Well at least it wasn’t Charlie Sheen…

“Finding Your Roots,” his PBS genealogy show on which notables like Tina Fey and Nas find out what their long-dead relatives were like, has been shelved, with apologies all around. It’s one of the more esoteric pieces of celebrity flotsam to surface from the giant Sony email hack. Gates was done in by a disastrous series of emails with Sony Entertainment CEO Michael Lynton about Affleck.

In case you missed the kerfuffle: Affleck discovered through the show that, way back, his family owned slaves. He was not amenable to this information being shared with the world, because slavery is wrong and Affleck is above such things as being connected to America’s horrific history. He told this to Gates, who agonized with Lynton over whether or not to honor his famous guest’s demand. Gates then cut all references to slavery out of the Affleck episode, though he said he did it because he found more interesting material. Nobody knew about any of this until the emails were uncovered in April.

It’s odd to say “way back” and “his family” in the same breath. If it’s way back then it’s not exactly “his family” but a branch of his family. Suppose it’s four generations back: then that’s one of sixteen great-greats. If five generations, it’s one of 32. If Gates had told Affleck that maybe he would have calmed down, but then again that would go against the implication of “Finding Your Roots,” which is (or was, now) that it’s worth hyperventilating over even one of 32 (while ignoring the other 31).

In his Affleck emails, Gates openly admits that he is compromising himself. He knows what he is doing, and he is very honest about it:

“To do this would be a violation of PBS rules, actually, even for Batman.”

“It would embarrass him and compromise our integrity.”

“Once we open the door to censorship, we lose control of the brand.”

And yet. Gates acquiesced. You can’t accuse him—a Harvard professor, Emmy-winning documentarian, MacArthur genius grant recipient—of not knowing what he was getting into. After all that, he did exactly what Ben Affleck told him to do. Now, he’s the most famous black studies professor in America who colluded in the suppression of a story about slavery.

Yes but he got to hang out with some movie stars.


  1. says

    One of my mother’s ascendants fought in the American Revolution as an officer with Maryland, so chances are extremely high that we are descended from slave owners. I don’t see it as something to be ashamed of — it’s not like I picked my ancestors — but as a lesson for how far we have come from those days, and as a reminder of how far we still have to go. When we refuse to acknowledge the errors of the past, we can do nothing to keep those errors from being repeated.

  2. cuervocuero says

    And the show is an Americanisation of a British show (as so many are). The Brits just take what happens. Pne progressive was even more motivateded by his ancestors in poorhouse privation.

  3. quixote says

    For heaven’s sake. Affleck’s stupid ancestry means exactly nothing now and people’s interest in it is purely gossipy. The fact that Affleck wants to hide it says something about his character — no surprise, really, given the rest of his behavior — but the worst you can say of Gates is that he (tried to) let Affleck have the sort of control over his own data that we should all have.

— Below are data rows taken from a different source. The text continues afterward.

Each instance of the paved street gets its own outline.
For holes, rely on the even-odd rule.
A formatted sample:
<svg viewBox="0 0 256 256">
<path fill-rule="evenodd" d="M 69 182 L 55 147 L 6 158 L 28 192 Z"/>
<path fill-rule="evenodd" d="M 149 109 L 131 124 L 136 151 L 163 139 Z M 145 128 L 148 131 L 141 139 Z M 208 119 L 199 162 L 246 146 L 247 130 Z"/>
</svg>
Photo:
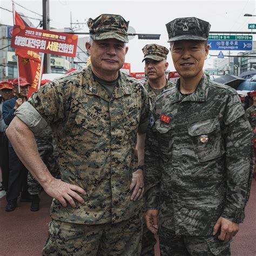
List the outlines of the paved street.
<svg viewBox="0 0 256 256">
<path fill-rule="evenodd" d="M 2 194 L 3 196 L 3 194 Z M 1 196 L 1 194 L 0 194 Z M 4 196 L 0 199 L 0 255 L 39 255 L 47 238 L 51 199 L 44 193 L 41 195 L 41 209 L 30 210 L 30 203 L 18 203 L 11 212 L 5 211 Z M 256 255 L 256 181 L 246 210 L 246 218 L 232 243 L 232 255 Z"/>
</svg>

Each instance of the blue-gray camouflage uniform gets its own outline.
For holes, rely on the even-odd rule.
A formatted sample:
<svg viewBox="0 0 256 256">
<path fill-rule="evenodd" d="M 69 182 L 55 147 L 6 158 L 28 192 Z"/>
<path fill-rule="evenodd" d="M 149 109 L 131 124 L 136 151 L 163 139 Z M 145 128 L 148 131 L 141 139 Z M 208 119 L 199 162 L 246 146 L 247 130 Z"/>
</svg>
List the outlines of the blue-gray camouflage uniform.
<svg viewBox="0 0 256 256">
<path fill-rule="evenodd" d="M 230 243 L 213 236 L 213 228 L 220 217 L 236 223 L 244 219 L 253 170 L 252 130 L 232 88 L 205 75 L 187 96 L 179 84 L 157 97 L 150 118 L 147 208 L 159 211 L 163 246 L 175 247 L 171 235 L 196 237 L 190 251 L 195 255 L 201 255 L 202 239 L 208 255 L 229 254 Z"/>
</svg>

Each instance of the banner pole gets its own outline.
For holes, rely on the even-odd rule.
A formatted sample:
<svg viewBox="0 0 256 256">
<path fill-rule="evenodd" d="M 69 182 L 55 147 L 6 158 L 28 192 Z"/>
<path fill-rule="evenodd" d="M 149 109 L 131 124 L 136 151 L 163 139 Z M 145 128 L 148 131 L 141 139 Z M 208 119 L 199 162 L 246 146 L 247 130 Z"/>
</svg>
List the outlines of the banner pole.
<svg viewBox="0 0 256 256">
<path fill-rule="evenodd" d="M 41 80 L 42 80 L 42 76 L 43 73 L 43 65 L 44 63 L 44 52 L 43 52 L 42 54 L 42 57 L 41 57 L 41 64 L 40 65 L 40 73 L 39 75 L 39 81 L 38 81 L 38 86 L 37 86 L 37 90 L 38 90 L 40 88 L 40 86 L 41 86 Z"/>
<path fill-rule="evenodd" d="M 14 4 L 14 0 L 12 0 L 12 17 L 14 18 L 14 25 L 15 25 L 15 5 Z M 19 58 L 18 55 L 17 56 L 17 70 L 18 71 L 18 94 L 21 94 L 21 86 L 19 86 Z"/>
</svg>

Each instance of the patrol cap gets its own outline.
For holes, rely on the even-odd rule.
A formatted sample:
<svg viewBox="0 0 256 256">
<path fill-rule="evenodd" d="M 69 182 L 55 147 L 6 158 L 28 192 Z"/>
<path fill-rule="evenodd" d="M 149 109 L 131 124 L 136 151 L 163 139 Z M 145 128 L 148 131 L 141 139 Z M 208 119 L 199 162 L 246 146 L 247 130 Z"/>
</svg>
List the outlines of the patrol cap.
<svg viewBox="0 0 256 256">
<path fill-rule="evenodd" d="M 144 58 L 142 60 L 142 62 L 147 58 L 155 60 L 166 59 L 167 55 L 169 52 L 169 50 L 166 47 L 156 44 L 146 44 L 142 48 L 142 51 L 144 53 Z"/>
<path fill-rule="evenodd" d="M 126 22 L 120 15 L 102 14 L 87 22 L 89 28 L 90 37 L 93 40 L 116 38 L 128 43 L 127 31 L 129 22 Z"/>
<path fill-rule="evenodd" d="M 44 85 L 46 83 L 51 82 L 51 80 L 48 80 L 47 79 L 45 79 L 44 80 L 42 80 L 41 81 L 41 86 Z"/>
<path fill-rule="evenodd" d="M 210 24 L 195 17 L 178 18 L 166 24 L 168 42 L 178 40 L 206 41 L 209 35 Z"/>
<path fill-rule="evenodd" d="M 14 86 L 10 82 L 8 81 L 1 81 L 0 82 L 0 90 L 3 89 L 10 89 L 12 90 Z"/>
<path fill-rule="evenodd" d="M 253 91 L 250 93 L 250 96 L 252 98 L 253 97 L 256 96 L 256 91 Z"/>
<path fill-rule="evenodd" d="M 18 84 L 18 78 L 15 78 L 12 81 L 14 85 L 16 85 Z M 19 77 L 19 86 L 21 87 L 25 86 L 26 85 L 31 86 L 31 85 L 26 80 L 26 79 L 23 77 Z"/>
</svg>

    It’s up to Affleck to make this known. I don’t see at all how Gates is culpable for not publicising his history when asked not to.

  4. Pierce R. Butler says

    History will have no choice but to remember this embarrassment as Gatesgate.

  5. Maureen Brian says

    So, if a descendant of one of Mr Affleck’s ancestor’s slaves should happen to be on some history / genealogy show then he won’t be allowed to mention it either. Just in case.

    Post-racism, my arse.

    (I recall that when Moira Stuart, esteemed television presenter, was on the British version she traced one line to somewhere in the Caribbean where her people were slaves. She said, on camera, that this was too horrible, she didn’t want to go any further in that direction. Her decision was respected. That couple of minutes was included in the show as broadcast.)

  6. Al Dente says

    Despite what evangelicals may say, we are not responsible for the actions of our ancestors. I know, for instance, that one of my ancestors was a bigamist. So what? That doesn’t effect my relationship with my wife or my other wife.

  7. Pen says

    I did hear about this and wondered why Ben Affleck was being weird about his ancestry. I think articles that contain phrases like “spare Affleck the shame of being a white American with a past” and “he’s the most famous black studies professor in America who colluded in the suppression of a story about slavery” have made it clear to me. Who wrote that bullshit? (yeah, I know, I could find out by following the link).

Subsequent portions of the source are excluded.